The Science is Settled?
Scientific consensus is constantly changing. No science is ever “settled.” Just look at how much the food pyramid has changed over the decades. Remember, it was once a settled “scientific fact” that the earth was flat, but now everyone laughs at those who still believe that. Science is not the Truth, but a quest to be less wrong. This means all current science is almost certainly wrong to some degree, in that it is not the final and ultimate Truth on the matter. Science is always (ideally) progressing toward truth, but it is never the full and final truth (see Gödel’s incompleteness theorems). Some science is less wrong than others, but no science is ever infallible.

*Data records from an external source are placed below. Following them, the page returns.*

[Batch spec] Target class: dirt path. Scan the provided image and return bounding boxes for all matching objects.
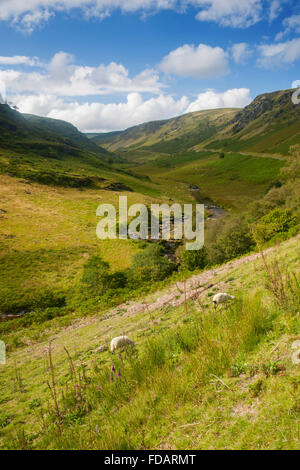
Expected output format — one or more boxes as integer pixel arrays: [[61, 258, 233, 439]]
[[57, 248, 274, 336]]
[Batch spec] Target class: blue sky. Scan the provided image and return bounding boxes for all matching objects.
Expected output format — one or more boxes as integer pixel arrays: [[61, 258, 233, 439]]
[[0, 0, 300, 131]]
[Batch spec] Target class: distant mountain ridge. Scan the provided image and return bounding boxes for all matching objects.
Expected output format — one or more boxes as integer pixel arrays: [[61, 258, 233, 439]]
[[91, 90, 300, 155], [0, 104, 109, 158]]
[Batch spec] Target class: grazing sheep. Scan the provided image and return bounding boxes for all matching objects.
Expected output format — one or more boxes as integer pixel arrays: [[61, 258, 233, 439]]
[[110, 335, 134, 352], [213, 292, 235, 309]]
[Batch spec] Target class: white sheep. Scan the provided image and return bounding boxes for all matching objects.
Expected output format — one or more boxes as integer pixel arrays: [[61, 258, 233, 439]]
[[213, 292, 235, 309], [110, 335, 134, 352]]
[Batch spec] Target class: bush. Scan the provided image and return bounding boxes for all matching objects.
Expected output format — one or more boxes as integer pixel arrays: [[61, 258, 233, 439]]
[[81, 256, 127, 297], [0, 289, 66, 315], [129, 245, 176, 282], [254, 208, 297, 243], [209, 218, 255, 264], [182, 248, 207, 271]]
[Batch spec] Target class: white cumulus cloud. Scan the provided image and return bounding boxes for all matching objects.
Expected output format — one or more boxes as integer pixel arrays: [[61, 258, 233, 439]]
[[14, 93, 189, 132], [0, 51, 163, 96], [197, 0, 262, 28], [231, 42, 252, 64], [257, 38, 300, 68], [186, 88, 251, 113], [160, 44, 229, 79]]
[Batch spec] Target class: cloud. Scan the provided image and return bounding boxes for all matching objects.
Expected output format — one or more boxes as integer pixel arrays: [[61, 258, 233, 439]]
[[196, 0, 262, 28], [231, 42, 252, 64], [160, 44, 229, 79], [9, 88, 251, 132], [186, 88, 251, 113], [257, 38, 300, 68], [0, 55, 40, 67], [0, 51, 164, 96], [13, 93, 189, 132], [275, 15, 300, 41], [0, 0, 264, 33], [269, 0, 284, 21]]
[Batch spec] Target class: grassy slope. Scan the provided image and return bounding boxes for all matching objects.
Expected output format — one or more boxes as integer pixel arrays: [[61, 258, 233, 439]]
[[89, 90, 300, 211], [92, 90, 300, 158], [0, 238, 300, 449], [0, 175, 170, 318], [131, 151, 285, 212], [92, 109, 237, 153]]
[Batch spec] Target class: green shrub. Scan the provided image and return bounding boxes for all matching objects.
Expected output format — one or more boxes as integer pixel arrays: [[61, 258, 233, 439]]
[[129, 245, 176, 282], [182, 248, 207, 271], [209, 218, 255, 264], [254, 208, 297, 242], [0, 289, 66, 315]]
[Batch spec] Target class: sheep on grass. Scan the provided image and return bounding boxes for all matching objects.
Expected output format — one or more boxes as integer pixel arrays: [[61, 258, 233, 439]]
[[213, 292, 235, 309], [110, 335, 134, 353]]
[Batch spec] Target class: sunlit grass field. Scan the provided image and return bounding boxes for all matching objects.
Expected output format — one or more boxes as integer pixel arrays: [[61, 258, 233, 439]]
[[0, 238, 300, 449]]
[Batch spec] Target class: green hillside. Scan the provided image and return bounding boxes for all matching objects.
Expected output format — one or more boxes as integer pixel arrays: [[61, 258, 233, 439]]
[[0, 239, 300, 450], [199, 90, 300, 155], [92, 109, 237, 153], [92, 90, 300, 158], [0, 105, 157, 193]]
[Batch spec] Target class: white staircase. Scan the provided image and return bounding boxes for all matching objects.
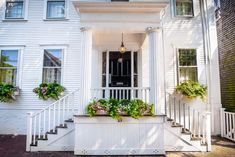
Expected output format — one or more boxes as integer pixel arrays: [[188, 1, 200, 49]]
[[165, 95, 211, 151], [26, 90, 211, 151], [26, 90, 79, 151]]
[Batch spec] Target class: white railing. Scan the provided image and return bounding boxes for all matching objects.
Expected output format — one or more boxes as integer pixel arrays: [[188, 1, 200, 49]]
[[220, 108, 235, 141], [91, 87, 150, 102], [26, 89, 79, 151], [166, 94, 211, 151]]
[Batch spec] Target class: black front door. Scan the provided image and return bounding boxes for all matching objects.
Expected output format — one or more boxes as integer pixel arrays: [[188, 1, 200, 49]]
[[109, 51, 131, 87]]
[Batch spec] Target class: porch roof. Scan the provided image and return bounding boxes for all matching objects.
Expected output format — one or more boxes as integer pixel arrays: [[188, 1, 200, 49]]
[[73, 1, 169, 13]]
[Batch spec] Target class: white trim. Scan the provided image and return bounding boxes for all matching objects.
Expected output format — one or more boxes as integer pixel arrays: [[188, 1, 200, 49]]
[[43, 0, 70, 21], [175, 47, 200, 85], [0, 46, 24, 88], [170, 0, 197, 19], [39, 45, 67, 86], [2, 0, 29, 22]]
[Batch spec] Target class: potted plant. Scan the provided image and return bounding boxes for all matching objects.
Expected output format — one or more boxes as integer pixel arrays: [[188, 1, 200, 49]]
[[0, 83, 19, 103], [87, 99, 154, 121], [33, 83, 65, 100], [175, 81, 207, 102]]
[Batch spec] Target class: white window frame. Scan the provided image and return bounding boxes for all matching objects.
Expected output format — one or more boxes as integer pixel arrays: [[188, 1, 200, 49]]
[[176, 47, 199, 85], [40, 45, 67, 86], [171, 0, 195, 18], [0, 46, 24, 88], [43, 0, 69, 21], [2, 0, 29, 21]]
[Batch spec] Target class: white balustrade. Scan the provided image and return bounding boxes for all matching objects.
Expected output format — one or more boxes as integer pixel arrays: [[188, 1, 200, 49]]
[[91, 87, 150, 102], [166, 94, 212, 151], [26, 90, 79, 151], [220, 108, 235, 141]]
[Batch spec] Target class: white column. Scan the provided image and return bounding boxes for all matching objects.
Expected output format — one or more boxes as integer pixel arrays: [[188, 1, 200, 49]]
[[78, 28, 92, 114], [147, 28, 165, 114]]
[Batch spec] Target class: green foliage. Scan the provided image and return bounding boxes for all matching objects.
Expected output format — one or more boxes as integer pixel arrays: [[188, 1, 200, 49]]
[[0, 83, 17, 103], [176, 81, 207, 100], [33, 83, 65, 100], [87, 99, 154, 121]]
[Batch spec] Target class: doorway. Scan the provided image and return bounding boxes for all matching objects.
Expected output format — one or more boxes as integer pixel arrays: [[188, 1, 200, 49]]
[[102, 51, 138, 88]]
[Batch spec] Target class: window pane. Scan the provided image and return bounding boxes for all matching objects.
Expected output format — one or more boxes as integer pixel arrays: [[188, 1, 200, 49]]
[[5, 1, 23, 18], [43, 49, 63, 83], [176, 0, 193, 16], [43, 68, 61, 83], [179, 49, 197, 66], [43, 49, 62, 67], [47, 1, 65, 18], [179, 67, 198, 82], [0, 69, 17, 85], [0, 50, 18, 67]]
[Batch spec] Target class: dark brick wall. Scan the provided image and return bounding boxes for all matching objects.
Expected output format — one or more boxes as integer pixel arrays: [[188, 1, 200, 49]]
[[217, 0, 235, 111]]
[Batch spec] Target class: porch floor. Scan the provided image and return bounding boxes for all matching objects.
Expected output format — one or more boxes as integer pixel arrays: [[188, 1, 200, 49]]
[[0, 135, 235, 157]]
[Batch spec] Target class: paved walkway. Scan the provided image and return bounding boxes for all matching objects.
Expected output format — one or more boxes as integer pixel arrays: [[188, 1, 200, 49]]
[[0, 135, 235, 157]]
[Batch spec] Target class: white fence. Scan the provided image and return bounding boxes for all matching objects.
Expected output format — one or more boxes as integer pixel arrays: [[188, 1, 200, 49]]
[[220, 108, 235, 141], [91, 87, 150, 102], [26, 90, 79, 151], [166, 95, 211, 151]]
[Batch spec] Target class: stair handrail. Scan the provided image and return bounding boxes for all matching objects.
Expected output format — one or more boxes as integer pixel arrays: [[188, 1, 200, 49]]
[[166, 93, 211, 151], [26, 89, 79, 151]]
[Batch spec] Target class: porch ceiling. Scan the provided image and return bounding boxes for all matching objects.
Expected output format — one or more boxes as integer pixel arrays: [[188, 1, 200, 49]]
[[73, 0, 169, 33], [73, 1, 169, 13]]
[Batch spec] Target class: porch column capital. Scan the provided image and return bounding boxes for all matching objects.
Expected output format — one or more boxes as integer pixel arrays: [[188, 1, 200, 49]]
[[145, 27, 161, 34], [80, 27, 91, 32]]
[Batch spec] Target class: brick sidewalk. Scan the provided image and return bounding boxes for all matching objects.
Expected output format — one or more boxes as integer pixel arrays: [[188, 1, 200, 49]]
[[0, 135, 235, 157]]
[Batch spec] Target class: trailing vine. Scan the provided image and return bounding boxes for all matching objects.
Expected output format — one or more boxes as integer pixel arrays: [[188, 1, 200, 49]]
[[33, 83, 65, 100], [87, 99, 154, 121], [0, 83, 17, 103], [176, 81, 207, 100]]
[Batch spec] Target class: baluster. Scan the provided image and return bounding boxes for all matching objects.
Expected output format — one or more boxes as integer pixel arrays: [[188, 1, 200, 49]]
[[38, 113, 42, 138], [118, 89, 121, 100], [193, 109, 196, 137], [173, 97, 176, 125], [179, 100, 181, 125], [57, 100, 60, 126], [33, 115, 37, 145], [202, 115, 206, 144], [53, 104, 55, 132], [183, 103, 186, 132], [62, 99, 65, 126], [43, 110, 46, 139], [188, 106, 192, 132], [131, 88, 134, 100], [225, 113, 229, 137], [72, 90, 75, 116], [48, 106, 51, 132], [169, 96, 172, 120], [115, 89, 118, 99], [197, 112, 201, 138]]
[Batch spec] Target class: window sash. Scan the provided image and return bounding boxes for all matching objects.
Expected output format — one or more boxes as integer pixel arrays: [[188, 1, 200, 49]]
[[174, 0, 194, 16], [42, 49, 64, 84], [177, 49, 198, 83], [46, 0, 65, 19], [5, 1, 24, 19]]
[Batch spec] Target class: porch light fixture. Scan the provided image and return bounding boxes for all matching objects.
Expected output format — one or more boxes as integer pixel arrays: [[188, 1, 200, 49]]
[[119, 33, 126, 54]]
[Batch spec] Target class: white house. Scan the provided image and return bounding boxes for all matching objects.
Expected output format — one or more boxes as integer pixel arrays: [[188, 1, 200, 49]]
[[0, 0, 221, 155]]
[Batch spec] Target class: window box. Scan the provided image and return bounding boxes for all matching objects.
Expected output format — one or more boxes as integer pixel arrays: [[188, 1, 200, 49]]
[[3, 0, 28, 21]]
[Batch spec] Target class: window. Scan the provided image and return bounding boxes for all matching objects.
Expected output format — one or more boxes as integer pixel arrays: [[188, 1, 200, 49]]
[[5, 0, 24, 19], [175, 0, 193, 16], [42, 49, 63, 83], [178, 49, 198, 82], [0, 50, 19, 85], [111, 0, 129, 2], [46, 0, 65, 19]]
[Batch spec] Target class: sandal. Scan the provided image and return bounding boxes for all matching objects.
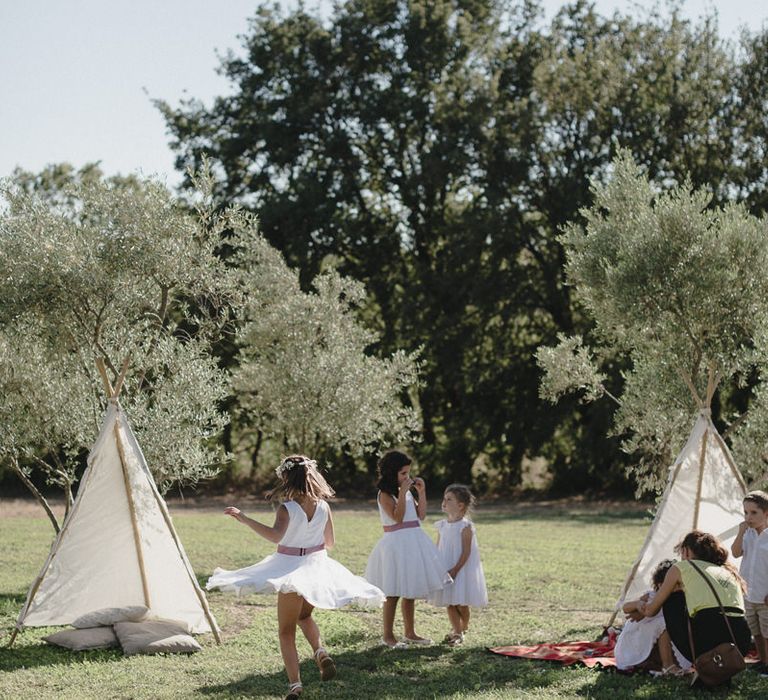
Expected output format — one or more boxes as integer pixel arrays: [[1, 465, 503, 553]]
[[284, 681, 304, 700], [379, 637, 408, 649], [315, 647, 336, 681], [443, 632, 464, 647]]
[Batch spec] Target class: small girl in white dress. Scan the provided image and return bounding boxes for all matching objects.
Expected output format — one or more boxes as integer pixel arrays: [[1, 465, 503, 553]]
[[429, 484, 488, 646], [365, 450, 451, 649], [206, 455, 384, 700], [613, 559, 691, 676]]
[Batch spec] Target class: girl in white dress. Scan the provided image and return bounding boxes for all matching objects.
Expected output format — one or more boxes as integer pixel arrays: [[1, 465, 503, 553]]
[[365, 450, 451, 649], [613, 559, 691, 676], [206, 455, 384, 700], [429, 484, 488, 646]]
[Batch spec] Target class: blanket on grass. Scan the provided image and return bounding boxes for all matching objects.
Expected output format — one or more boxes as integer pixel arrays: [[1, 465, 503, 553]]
[[488, 637, 616, 668]]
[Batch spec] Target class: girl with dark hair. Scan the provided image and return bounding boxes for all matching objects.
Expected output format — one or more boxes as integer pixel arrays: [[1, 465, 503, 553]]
[[429, 484, 488, 647], [638, 530, 751, 662], [365, 450, 451, 649], [613, 559, 691, 676], [206, 455, 384, 700]]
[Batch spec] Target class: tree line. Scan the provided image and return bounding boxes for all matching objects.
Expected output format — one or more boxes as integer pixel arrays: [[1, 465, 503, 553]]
[[158, 0, 768, 490], [0, 0, 768, 508]]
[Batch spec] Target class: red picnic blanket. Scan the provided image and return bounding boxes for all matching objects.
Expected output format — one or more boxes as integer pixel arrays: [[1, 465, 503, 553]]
[[488, 636, 616, 668]]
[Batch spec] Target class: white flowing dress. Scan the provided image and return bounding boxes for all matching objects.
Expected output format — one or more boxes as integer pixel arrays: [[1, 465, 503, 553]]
[[613, 591, 691, 671], [429, 518, 488, 608], [206, 501, 384, 610], [365, 491, 451, 598]]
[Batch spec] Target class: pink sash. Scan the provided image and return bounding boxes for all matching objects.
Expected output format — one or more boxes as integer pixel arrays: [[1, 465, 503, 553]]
[[277, 544, 325, 557], [383, 520, 419, 532]]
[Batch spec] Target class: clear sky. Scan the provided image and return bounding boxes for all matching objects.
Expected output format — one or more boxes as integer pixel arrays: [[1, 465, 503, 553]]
[[0, 0, 768, 185]]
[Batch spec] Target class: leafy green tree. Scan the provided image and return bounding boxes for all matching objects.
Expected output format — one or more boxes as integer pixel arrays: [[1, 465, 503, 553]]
[[0, 168, 242, 526], [230, 214, 420, 482], [158, 0, 756, 486], [538, 152, 768, 490]]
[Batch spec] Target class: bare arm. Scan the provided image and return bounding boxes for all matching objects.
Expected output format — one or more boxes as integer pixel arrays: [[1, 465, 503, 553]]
[[448, 525, 472, 578], [731, 522, 747, 557], [637, 566, 682, 617], [379, 482, 410, 523], [413, 476, 427, 520], [323, 508, 336, 549], [224, 505, 289, 543]]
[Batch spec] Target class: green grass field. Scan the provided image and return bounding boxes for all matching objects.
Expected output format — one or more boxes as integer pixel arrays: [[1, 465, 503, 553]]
[[0, 503, 768, 700]]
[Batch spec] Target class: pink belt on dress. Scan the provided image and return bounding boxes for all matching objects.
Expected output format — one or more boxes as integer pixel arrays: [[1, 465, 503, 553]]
[[277, 544, 325, 557], [383, 520, 420, 532]]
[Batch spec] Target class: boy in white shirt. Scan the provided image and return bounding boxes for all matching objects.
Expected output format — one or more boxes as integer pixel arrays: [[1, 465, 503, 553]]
[[731, 491, 768, 673]]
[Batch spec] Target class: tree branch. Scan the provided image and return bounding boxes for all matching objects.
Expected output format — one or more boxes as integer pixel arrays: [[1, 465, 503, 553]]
[[11, 456, 61, 535]]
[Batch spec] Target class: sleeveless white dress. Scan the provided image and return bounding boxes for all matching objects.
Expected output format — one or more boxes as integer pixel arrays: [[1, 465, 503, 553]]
[[205, 501, 384, 610], [365, 491, 451, 598], [613, 591, 691, 671], [429, 518, 488, 608]]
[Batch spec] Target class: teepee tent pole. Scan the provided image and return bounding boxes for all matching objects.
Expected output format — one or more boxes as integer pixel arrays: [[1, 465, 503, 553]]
[[144, 482, 221, 644], [113, 421, 152, 608], [606, 454, 683, 627], [714, 431, 747, 494], [691, 425, 709, 530], [96, 357, 115, 399]]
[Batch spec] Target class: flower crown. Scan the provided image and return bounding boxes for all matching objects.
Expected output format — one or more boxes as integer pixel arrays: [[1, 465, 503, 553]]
[[275, 457, 317, 477]]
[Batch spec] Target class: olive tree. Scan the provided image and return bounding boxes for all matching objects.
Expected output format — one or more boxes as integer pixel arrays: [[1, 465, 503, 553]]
[[0, 168, 242, 527], [537, 153, 768, 491], [229, 212, 420, 476]]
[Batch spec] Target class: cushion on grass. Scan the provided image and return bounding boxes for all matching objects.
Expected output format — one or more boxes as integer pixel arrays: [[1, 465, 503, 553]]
[[115, 620, 202, 656], [43, 627, 119, 651], [72, 605, 147, 628]]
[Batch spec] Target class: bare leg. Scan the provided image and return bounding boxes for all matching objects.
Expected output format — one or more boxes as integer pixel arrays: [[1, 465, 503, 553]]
[[382, 596, 405, 644], [755, 634, 768, 664], [448, 605, 462, 635], [277, 593, 304, 684], [656, 630, 677, 669], [400, 598, 432, 640], [456, 605, 469, 632], [299, 598, 321, 652]]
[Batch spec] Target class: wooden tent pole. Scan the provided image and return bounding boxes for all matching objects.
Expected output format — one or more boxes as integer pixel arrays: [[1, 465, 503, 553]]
[[144, 482, 221, 644], [113, 412, 152, 608], [112, 355, 131, 399], [96, 357, 115, 399], [677, 368, 704, 408], [714, 430, 747, 494], [606, 462, 683, 627], [693, 426, 709, 530]]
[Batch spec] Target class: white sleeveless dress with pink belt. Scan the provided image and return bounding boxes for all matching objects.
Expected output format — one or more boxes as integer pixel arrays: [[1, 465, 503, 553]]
[[206, 501, 384, 610], [365, 491, 451, 598]]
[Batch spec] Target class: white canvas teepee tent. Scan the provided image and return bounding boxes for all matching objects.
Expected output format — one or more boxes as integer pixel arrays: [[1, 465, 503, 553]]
[[609, 408, 747, 624], [14, 364, 220, 641]]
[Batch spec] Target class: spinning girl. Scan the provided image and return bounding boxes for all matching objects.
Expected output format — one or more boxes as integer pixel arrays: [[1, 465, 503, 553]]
[[206, 455, 384, 700], [365, 450, 451, 649], [429, 484, 488, 646]]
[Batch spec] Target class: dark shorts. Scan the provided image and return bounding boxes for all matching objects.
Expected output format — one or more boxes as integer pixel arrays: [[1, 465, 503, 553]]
[[662, 591, 752, 661]]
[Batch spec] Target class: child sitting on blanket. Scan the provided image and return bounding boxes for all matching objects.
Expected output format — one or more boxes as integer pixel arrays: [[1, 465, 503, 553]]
[[613, 559, 690, 676]]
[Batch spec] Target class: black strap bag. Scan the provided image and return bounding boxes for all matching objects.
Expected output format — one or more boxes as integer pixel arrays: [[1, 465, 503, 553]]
[[688, 560, 746, 687]]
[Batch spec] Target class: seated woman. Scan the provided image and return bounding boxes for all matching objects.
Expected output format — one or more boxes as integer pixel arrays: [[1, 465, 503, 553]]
[[638, 530, 751, 662], [613, 559, 691, 676]]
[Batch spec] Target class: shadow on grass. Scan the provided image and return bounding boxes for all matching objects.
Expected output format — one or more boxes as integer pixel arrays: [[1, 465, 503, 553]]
[[0, 631, 123, 672], [476, 509, 652, 525]]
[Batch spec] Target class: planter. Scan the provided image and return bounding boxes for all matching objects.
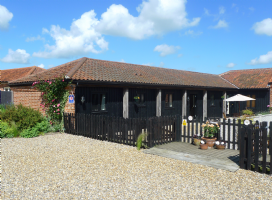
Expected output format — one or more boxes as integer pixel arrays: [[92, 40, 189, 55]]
[[199, 144, 208, 150], [215, 144, 225, 150], [201, 137, 217, 147], [194, 138, 201, 146]]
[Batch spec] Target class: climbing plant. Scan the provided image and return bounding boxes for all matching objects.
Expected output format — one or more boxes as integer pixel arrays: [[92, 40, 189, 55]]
[[32, 77, 71, 125]]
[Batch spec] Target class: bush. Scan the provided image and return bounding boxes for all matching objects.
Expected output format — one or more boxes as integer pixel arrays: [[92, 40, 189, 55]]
[[242, 109, 254, 116], [1, 104, 43, 131], [0, 121, 19, 138]]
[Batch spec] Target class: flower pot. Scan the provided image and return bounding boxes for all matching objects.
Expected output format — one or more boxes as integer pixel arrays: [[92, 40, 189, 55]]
[[199, 144, 208, 150], [194, 138, 201, 146], [201, 137, 217, 147], [215, 144, 225, 150]]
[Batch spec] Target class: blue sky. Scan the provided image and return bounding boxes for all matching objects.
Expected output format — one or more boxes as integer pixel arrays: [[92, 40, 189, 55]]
[[0, 0, 272, 74]]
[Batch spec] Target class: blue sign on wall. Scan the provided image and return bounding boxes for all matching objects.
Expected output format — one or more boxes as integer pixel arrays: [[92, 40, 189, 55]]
[[69, 94, 75, 103]]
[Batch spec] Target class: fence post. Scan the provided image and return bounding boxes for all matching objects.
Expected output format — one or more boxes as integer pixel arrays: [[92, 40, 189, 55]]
[[174, 115, 181, 142], [239, 127, 246, 169], [261, 122, 267, 173]]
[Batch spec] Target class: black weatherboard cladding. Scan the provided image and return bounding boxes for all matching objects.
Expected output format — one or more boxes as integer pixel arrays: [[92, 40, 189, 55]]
[[75, 87, 123, 117], [129, 88, 157, 118], [161, 89, 183, 116], [207, 91, 223, 117]]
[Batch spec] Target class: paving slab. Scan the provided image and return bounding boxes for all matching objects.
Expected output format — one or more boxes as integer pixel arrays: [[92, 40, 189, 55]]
[[143, 142, 239, 172]]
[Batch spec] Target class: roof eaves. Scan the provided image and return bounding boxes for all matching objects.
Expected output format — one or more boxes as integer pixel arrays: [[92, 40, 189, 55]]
[[65, 57, 87, 79]]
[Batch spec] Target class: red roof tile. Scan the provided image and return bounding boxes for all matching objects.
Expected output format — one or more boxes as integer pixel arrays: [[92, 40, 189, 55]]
[[1, 66, 46, 82], [11, 57, 236, 88], [219, 68, 272, 89]]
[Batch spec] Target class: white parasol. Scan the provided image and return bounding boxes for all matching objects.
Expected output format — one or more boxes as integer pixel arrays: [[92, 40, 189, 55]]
[[224, 94, 256, 113]]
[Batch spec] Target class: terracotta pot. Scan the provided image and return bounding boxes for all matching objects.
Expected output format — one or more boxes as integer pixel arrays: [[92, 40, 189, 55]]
[[194, 138, 201, 146], [200, 144, 208, 150], [216, 144, 225, 149], [201, 137, 217, 147]]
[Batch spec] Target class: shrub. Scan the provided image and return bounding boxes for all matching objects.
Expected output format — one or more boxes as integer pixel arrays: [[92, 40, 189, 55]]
[[1, 104, 42, 131], [0, 121, 19, 138], [242, 109, 254, 116]]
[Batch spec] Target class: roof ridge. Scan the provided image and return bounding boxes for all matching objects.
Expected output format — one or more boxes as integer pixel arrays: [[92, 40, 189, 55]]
[[26, 66, 37, 76], [218, 75, 240, 89], [87, 58, 221, 76], [65, 57, 87, 78]]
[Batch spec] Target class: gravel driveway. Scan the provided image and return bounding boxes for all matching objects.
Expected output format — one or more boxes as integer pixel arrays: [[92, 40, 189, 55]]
[[1, 134, 272, 199]]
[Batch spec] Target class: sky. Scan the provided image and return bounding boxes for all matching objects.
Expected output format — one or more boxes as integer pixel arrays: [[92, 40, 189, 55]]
[[0, 0, 272, 74]]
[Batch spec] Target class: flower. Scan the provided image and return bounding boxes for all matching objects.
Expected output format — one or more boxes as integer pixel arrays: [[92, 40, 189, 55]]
[[201, 121, 220, 138]]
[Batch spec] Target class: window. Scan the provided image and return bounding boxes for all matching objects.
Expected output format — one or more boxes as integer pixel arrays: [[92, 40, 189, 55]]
[[165, 94, 173, 108], [211, 94, 214, 106], [92, 93, 106, 112], [4, 87, 10, 91], [246, 94, 256, 108]]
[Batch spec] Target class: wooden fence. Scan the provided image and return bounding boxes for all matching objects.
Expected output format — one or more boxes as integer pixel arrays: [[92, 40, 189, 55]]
[[64, 113, 180, 147], [181, 117, 241, 150], [239, 121, 272, 174]]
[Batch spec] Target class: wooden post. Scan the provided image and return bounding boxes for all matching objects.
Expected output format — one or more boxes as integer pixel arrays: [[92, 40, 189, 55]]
[[123, 88, 129, 119], [182, 90, 187, 119], [203, 90, 208, 119], [156, 90, 162, 117]]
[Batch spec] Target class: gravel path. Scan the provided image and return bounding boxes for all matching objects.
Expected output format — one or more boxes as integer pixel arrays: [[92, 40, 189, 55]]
[[1, 134, 272, 199]]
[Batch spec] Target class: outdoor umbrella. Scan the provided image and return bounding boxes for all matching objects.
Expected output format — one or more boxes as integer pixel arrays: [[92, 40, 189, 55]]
[[224, 94, 256, 113]]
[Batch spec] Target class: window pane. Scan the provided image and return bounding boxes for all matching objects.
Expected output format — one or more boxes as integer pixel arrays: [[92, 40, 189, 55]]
[[246, 95, 250, 108], [101, 94, 106, 110], [92, 94, 98, 111], [165, 94, 169, 107], [251, 94, 256, 108], [169, 94, 173, 107], [141, 94, 144, 103]]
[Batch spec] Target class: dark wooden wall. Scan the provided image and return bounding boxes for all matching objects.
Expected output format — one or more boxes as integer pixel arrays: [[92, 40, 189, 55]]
[[161, 89, 183, 116], [75, 87, 123, 117], [129, 88, 157, 118], [207, 91, 223, 117], [187, 90, 203, 117]]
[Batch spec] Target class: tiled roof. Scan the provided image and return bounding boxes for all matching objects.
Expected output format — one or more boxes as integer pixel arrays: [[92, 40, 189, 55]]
[[11, 57, 236, 88], [1, 66, 46, 82], [219, 68, 272, 89]]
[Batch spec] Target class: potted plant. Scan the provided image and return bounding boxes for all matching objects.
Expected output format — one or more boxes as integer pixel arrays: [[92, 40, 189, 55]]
[[215, 141, 226, 149], [199, 140, 208, 150], [193, 134, 201, 146], [201, 121, 220, 147]]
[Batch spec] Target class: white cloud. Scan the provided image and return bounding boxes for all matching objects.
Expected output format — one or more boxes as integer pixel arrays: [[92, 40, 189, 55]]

That doesn’t mean science is worthless. To the contrary, as incomplete as current scientific data may be, it can still be extremely valuable in helping to weigh cost-benefit analyses when deciding what is best to do for yourself and your health. Plus the continual advancement of technology enables scientists to capture more and more accurate data. However, recognize what science actually is (data derived through observation and experimentation) and what the limits of that data are. Know that the best scientific decision will always be different for various members of society. What is right for one may be wrong for another. This is not a critique of science—I love science—but what many people today call “science” and lambast others for not “believing” is not at all science.